Banque d’espions : l’assistant du général Zia a détourné l’argent de la CIA destiné aux djihadistes afghans


NEW DELHI: Les données de «Suisse Secrets» révèlent que 15 personnalités du renseignement du monde entier, ou des membres de leur famille proche, ont détenu des comptes auprès de la banque d’investissement mondiale basée à Zurich, Credit Suisse.
Les comptes, dont beaucoup avaient des soldes très importants, soulèvent des questions de diligence raisonnable pour la banque.
Ceux qui détenaient des comptes comprennent des chefs d’espionnage et leurs proches de Jordanie, du Yémen, d’Irak, d’Égypte et du Pakistan. Certains ont été accusés de crimes financiers, de torture – ou des deux, a déclaré l’Organized Crime and Corruption Reporting Project (OCCRP) dans un rapport.
Pendant la guerre contre le terrorisme, la stratégie internationale s’est appuyée sur les responsables du renseignement des régimes accusés de corruption et de torture. Plusieurs de ces espions et leurs familles détenaient de grosses sommes au Credit Suisse.
Tous les quatre ont joué un rôle dans les principales interventions américaines au Moyen-Orient et en Afghanistan, depuis les premières tentatives de la CIA pour soutenir les moudjahidines antisoviétiques à la fin des années 1970, jusqu’à la première guerre du Golfe en 1990, jusqu’aux soi-disant « guerres éternelles » lancées en Afghanistan et Irak depuis 2001.
La plupart des 15 étaient des chefs d’espionnage de haut niveau dans leur pays.
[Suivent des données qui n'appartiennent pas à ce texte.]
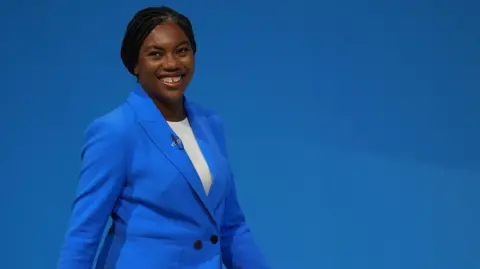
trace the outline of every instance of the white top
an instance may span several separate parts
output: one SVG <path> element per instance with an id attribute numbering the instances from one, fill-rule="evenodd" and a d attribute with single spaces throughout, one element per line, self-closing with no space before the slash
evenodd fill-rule
<path id="1" fill-rule="evenodd" d="M 186 151 L 190 161 L 192 162 L 195 170 L 197 171 L 198 176 L 200 177 L 205 193 L 208 195 L 210 187 L 212 186 L 212 174 L 208 167 L 207 161 L 203 157 L 203 153 L 198 146 L 195 135 L 193 134 L 192 128 L 188 118 L 185 118 L 182 121 L 172 122 L 167 121 L 175 134 L 182 141 L 184 150 Z"/>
Les données contenaient également un certain nombre d’autres espions que l’OCCRP a choisi de ne pas nommer, car leur identité ne pouvait pas être vérifiée au-delà de tout doute absolu.
Avec le maître-espion jordanien Sa’ad Khair, trois de ces chefs espions ont des parcours professionnels communs qui les distinguent : l’Egyptien Omar Suleiman, le général pakistanais Akhtar Abdur Rahman et le Yémen Ghaleb Al-Qamish.
Tous les quatre dirigeaient des agences de renseignement d’État où ils contrôlaient d’importants budgets noirs qui échappaient au contrôle parlementaire et exécutif. Ces personnalités ou les membres de leur famille détenaient également des comptes personnels au Credit Suisse d’une valeur importante, sans sources évidentes de revenus personnels pouvant expliquer la richesse.
Trois des personnalités, Qamish, Suleiman et Khair, étaient responsables d’agences bien connues pour leur implication dans la torture.
Au moins huit membres de leur famille avaient également des comptes au Credit Suisse. À la fin des années 1970, sept factions différentes de combattants islamistes soutenues par les États-Unis, appelées les moudjahidines, luttaient contre la présence russe en Afghanistan. L’Arabie saoudite a égalé le financement américain au dollar pour dollar des djihadistes, envoyant souvent l’argent sur le compte bancaire suisse de la CIA. Le destinataire final du processus était le groupe de renseignement inter-services (ISI) du Pakistan, dirigé par Akhtar.
Au milieu des années 1980, Akhtar était habile à faire parvenir l’argent de la CIA aux djihadistes afghans. C’est à cette époque que des comptes au Credit Suisse ont été ouverts au nom de ses trois fils.
Comme l’écrivait Mohammad Yousaf, un collègue d’Akhtar à l’ISI qui écrivit plus tard un livre sur l’époque : « Les fonds combinés (américains et saoudiens), représentant plusieurs centaines de millions de dollars par an, ont été transférés par la CIA sur des comptes spéciaux dans Le Pakistan sous le contrôle de l’ISI. »
Yousaf et Steve Coll – auteur du livre « Ghost Wars », lauréat du prix Pulitzer en 2005 – affirment qu’Akhtar était l’homme qui a décidé de la destination de cet argent. Pour former les moudjahidines à l’armement sophistiqué, la CIA lui a confié des millions. En 1984, le seul budget de la CIA pour l’Afghanistan était d’environ 200 millions de dollars.
La surveillance était chroniquement laxiste et le rôle d’Akhtar a longtemps été remis en question.
Une source de renseignement sud-asiatique connaissant les opérations en Afghanistan a déclaré à l’OCCRP : « Il était facile à ce moment-là d’ouvrir des comptes bancaires suisses de quelque manière ou type que ce soit pour le transfert de fonds manifestes.
« Akhtar le faisait pour remplir ses propres poches… Beaucoup d’argent a été détourné de la guerre afghane et versé sur ses comptes bancaires. »
Akhtar est mort dans un accident d’avion en 1988 qui a également tué son patron, le dictateur pakistanais Zia-ul-Haq.